Adherent macrophages and FBGC also possess potentials to impact host tissue responses via the production of multiple chemokines and cytokines that promote cellular accumulation and proliferation. Clinically, these phenomena are well known and documented to lead to failure mechanisms. Examples include anastomotic hyperplasia in human vascular grafts leading to blood flow turbulence and thrombosis and coronary artery stent restenosis, in which the inflammatory response to both simple and polymer-coated drug eluted stents can result into smooth muscle cell and fibroblast proliferation in the stenotic component [57, 58]. An additional example is found in aseptic loosening of joint prostheses, as in total hip or knee replacement, where the fibrotic response separates bone from either the prosthesis or its polymethylmethacrylate bone cement [35]. Fibrous capsule formation in this area then leads to micromotion that, in turn, causes aseptic loosening of the prosthesis. Related to this, one mechanism for breast implant failure involves capsular contraction, leading to pain and breast deformation [37]. Biosensor function is also compromised by biofouling and fibrous capsule formation [59]. Thus, fibroblast proliferation and enhanced extracellular matrix formation have been implicated clinically in the failure of a wide variety of medical devices and prostheses.

Modulation of adhesion and activation of macrophages and FBGC with anti-inflammatory drugs may enhance the performance of pacemaker lead electrodes by reducing the inflammatory response and ultimate fibrous encapsulation. However, in clinical application, this type of solution to reduce local inflammatory cell interactions is rare and limited. Long-term systemic use of anti-inflammatory drugs may compromise host defenses, leading to impaired inflammatory and immune responses and increased potential for infection.
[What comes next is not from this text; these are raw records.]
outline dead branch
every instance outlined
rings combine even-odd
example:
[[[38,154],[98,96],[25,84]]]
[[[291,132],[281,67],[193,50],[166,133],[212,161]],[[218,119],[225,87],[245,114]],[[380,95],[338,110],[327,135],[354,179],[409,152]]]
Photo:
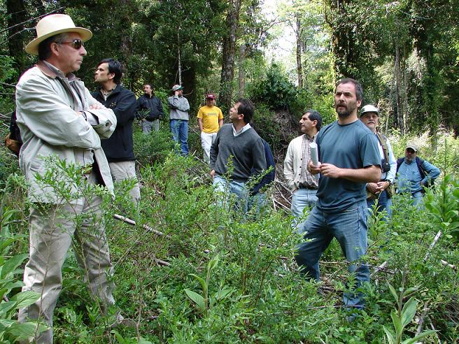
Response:
[[[285,209],[286,210],[289,210],[290,208],[283,204],[282,204],[281,202],[279,202],[277,199],[273,199],[273,201],[277,203],[278,206],[279,206],[281,208],[283,208],[283,209]]]
[[[430,320],[430,318],[428,318],[428,319],[429,320],[429,324],[430,325],[430,329],[435,331],[435,338],[437,338],[437,343],[438,343],[438,344],[442,344],[442,341],[440,341],[440,338],[438,336],[438,334],[437,333],[437,329],[435,329],[435,327],[434,327],[434,324],[432,322],[432,320]]]
[[[456,265],[450,264],[446,260],[440,259],[440,262],[442,263],[442,265],[444,265],[445,266],[448,266],[449,268],[451,268],[455,271],[458,269],[458,267]]]
[[[156,261],[158,264],[162,265],[163,266],[170,266],[171,263],[169,263],[168,261],[164,261],[159,259],[157,258],[153,258],[155,259],[155,261]]]
[[[137,224],[136,223],[136,222],[135,222],[134,220],[131,220],[131,219],[129,219],[129,218],[125,217],[122,216],[122,215],[120,215],[113,214],[113,217],[115,218],[116,220],[120,220],[120,221],[122,221],[122,222],[126,222],[127,224],[131,224],[131,225],[132,225],[132,226],[135,226],[135,225]],[[150,231],[150,232],[152,232],[152,233],[154,233],[155,234],[158,235],[158,236],[163,236],[165,235],[165,234],[164,234],[164,233],[162,233],[162,231],[158,231],[158,230],[157,230],[157,229],[155,229],[154,228],[150,227],[150,226],[148,226],[148,225],[146,224],[142,225],[142,228],[144,228],[144,229],[146,229],[148,231]],[[169,238],[169,239],[171,238],[171,236],[169,236],[169,234],[166,234],[165,236],[166,236],[166,238]]]
[[[384,268],[387,266],[388,262],[387,261],[384,261],[382,264],[380,266],[377,266],[376,268],[374,269],[374,271],[372,273],[372,274],[369,275],[369,277],[373,277],[374,275],[378,273],[379,271],[381,271],[384,270]]]
[[[423,259],[424,263],[425,263],[425,261],[427,261],[427,259],[429,257],[429,255],[430,255],[430,251],[438,241],[438,239],[440,238],[440,236],[442,236],[442,230],[438,231],[438,233],[435,236],[435,238],[434,238],[434,241],[430,244],[430,246],[429,246],[429,248],[428,249],[427,252],[425,253],[425,257],[424,257],[424,259]]]
[[[416,336],[421,334],[421,332],[423,331],[423,326],[424,325],[424,320],[425,319],[425,315],[427,315],[427,313],[428,311],[429,311],[429,301],[427,301],[424,304],[424,308],[423,308],[423,313],[421,315],[421,317],[419,318],[419,323],[416,333]]]

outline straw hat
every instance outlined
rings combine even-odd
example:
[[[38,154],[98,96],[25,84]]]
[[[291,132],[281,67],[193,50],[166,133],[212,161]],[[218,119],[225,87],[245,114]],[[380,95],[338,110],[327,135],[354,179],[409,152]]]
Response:
[[[52,36],[64,32],[80,34],[83,42],[92,37],[92,32],[87,29],[76,27],[72,19],[67,15],[56,14],[43,17],[36,24],[36,38],[25,47],[26,52],[34,55],[38,55],[38,45]]]

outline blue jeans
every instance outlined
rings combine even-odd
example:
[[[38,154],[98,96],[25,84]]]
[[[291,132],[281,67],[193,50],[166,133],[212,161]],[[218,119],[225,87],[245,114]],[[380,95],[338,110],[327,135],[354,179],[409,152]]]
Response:
[[[411,198],[413,199],[413,204],[414,204],[418,209],[424,208],[423,196],[423,193],[421,191],[418,191],[411,194]]]
[[[304,238],[310,240],[297,247],[295,259],[302,273],[319,280],[319,259],[332,239],[337,238],[346,260],[351,262],[348,271],[355,273],[356,287],[369,281],[368,266],[362,262],[352,264],[367,252],[367,202],[360,201],[338,213],[327,213],[314,207],[303,225]],[[346,306],[362,308],[365,303],[358,292],[345,292]]]
[[[373,205],[376,203],[376,199],[367,199],[367,206],[369,208],[369,210],[371,210],[371,208],[373,207]],[[387,215],[384,216],[384,220],[387,221],[392,216],[392,210],[390,207],[392,206],[392,199],[388,199],[387,196],[387,192],[386,190],[383,191],[379,194],[378,197],[378,207],[376,208],[376,212],[379,213],[386,210]]]
[[[188,121],[171,120],[170,126],[172,138],[180,143],[182,155],[188,155]]]
[[[213,185],[215,190],[220,194],[218,201],[220,206],[227,208],[230,201],[230,194],[233,194],[236,196],[236,208],[243,210],[243,214],[247,213],[248,191],[245,182],[228,181],[220,175],[216,175]]]
[[[298,224],[297,219],[303,216],[303,210],[307,206],[312,208],[317,201],[317,189],[297,189],[292,194],[292,216],[295,217],[292,226]]]
[[[266,199],[266,195],[261,192],[257,192],[253,196],[248,197],[248,210],[253,211],[255,215],[262,213],[264,210],[268,206],[268,201]]]

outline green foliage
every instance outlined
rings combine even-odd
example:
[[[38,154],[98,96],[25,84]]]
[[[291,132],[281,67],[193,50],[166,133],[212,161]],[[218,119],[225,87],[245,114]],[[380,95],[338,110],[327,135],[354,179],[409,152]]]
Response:
[[[3,204],[3,202],[2,202]],[[19,254],[10,256],[13,243],[22,239],[22,236],[11,234],[9,227],[16,210],[0,209],[0,341],[2,343],[16,343],[34,336],[36,332],[45,331],[47,327],[37,325],[34,322],[20,324],[13,319],[19,309],[24,308],[36,301],[39,294],[25,291],[15,294],[9,300],[10,293],[24,285],[21,278],[22,270],[18,268],[29,255]],[[3,211],[4,210],[4,211]],[[8,256],[10,256],[9,257]]]
[[[140,124],[139,124],[140,125]],[[134,132],[134,152],[141,166],[162,162],[174,148],[167,121],[161,121],[160,131],[146,135],[138,127]]]
[[[425,208],[430,211],[439,230],[459,242],[459,181],[446,175],[424,197]]]
[[[404,275],[404,279],[405,278]],[[416,292],[418,290],[418,288],[411,287],[405,289],[404,285],[402,285],[402,287],[399,289],[400,292],[400,295],[397,295],[397,292],[395,292],[395,289],[391,285],[389,285],[389,289],[395,299],[397,306],[397,310],[392,310],[390,312],[390,317],[392,318],[392,322],[395,330],[395,333],[386,327],[383,327],[389,344],[414,344],[420,339],[435,333],[435,331],[432,330],[425,331],[413,338],[402,341],[405,327],[413,320],[416,313],[416,307],[418,305],[418,301],[414,296],[410,297],[406,302],[404,302],[404,300],[409,295]]]
[[[264,103],[273,110],[287,110],[296,103],[295,85],[281,72],[278,66],[271,65],[266,76],[250,85],[250,99]]]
Synthetic and modified natural tissue engineering scaffolds are also susceptible to the foreign body reaction, which can markedly reduce the function and usefulness of tissue-engineered constructs [60]. Predictably, surface modifications that inhibit, attenuate, or alter the progression of these events will enhance the function of these constructs. We believe that material-dependent monocyte/macrophage adhesion mechanisms, adhesion signaling, anoikis (apoptosis induced by adhesion failure), and chemokine/cytokine networks are four key acute and chronic cellular response mechanisms that, once understood, may potentially be targeted for control of biocompatible outcome. It is widely believed that attenuation of these critical monocyte, macrophage, or FBGC responses will lead to a diminished foreign body reaction and increased efficacy of medical device function.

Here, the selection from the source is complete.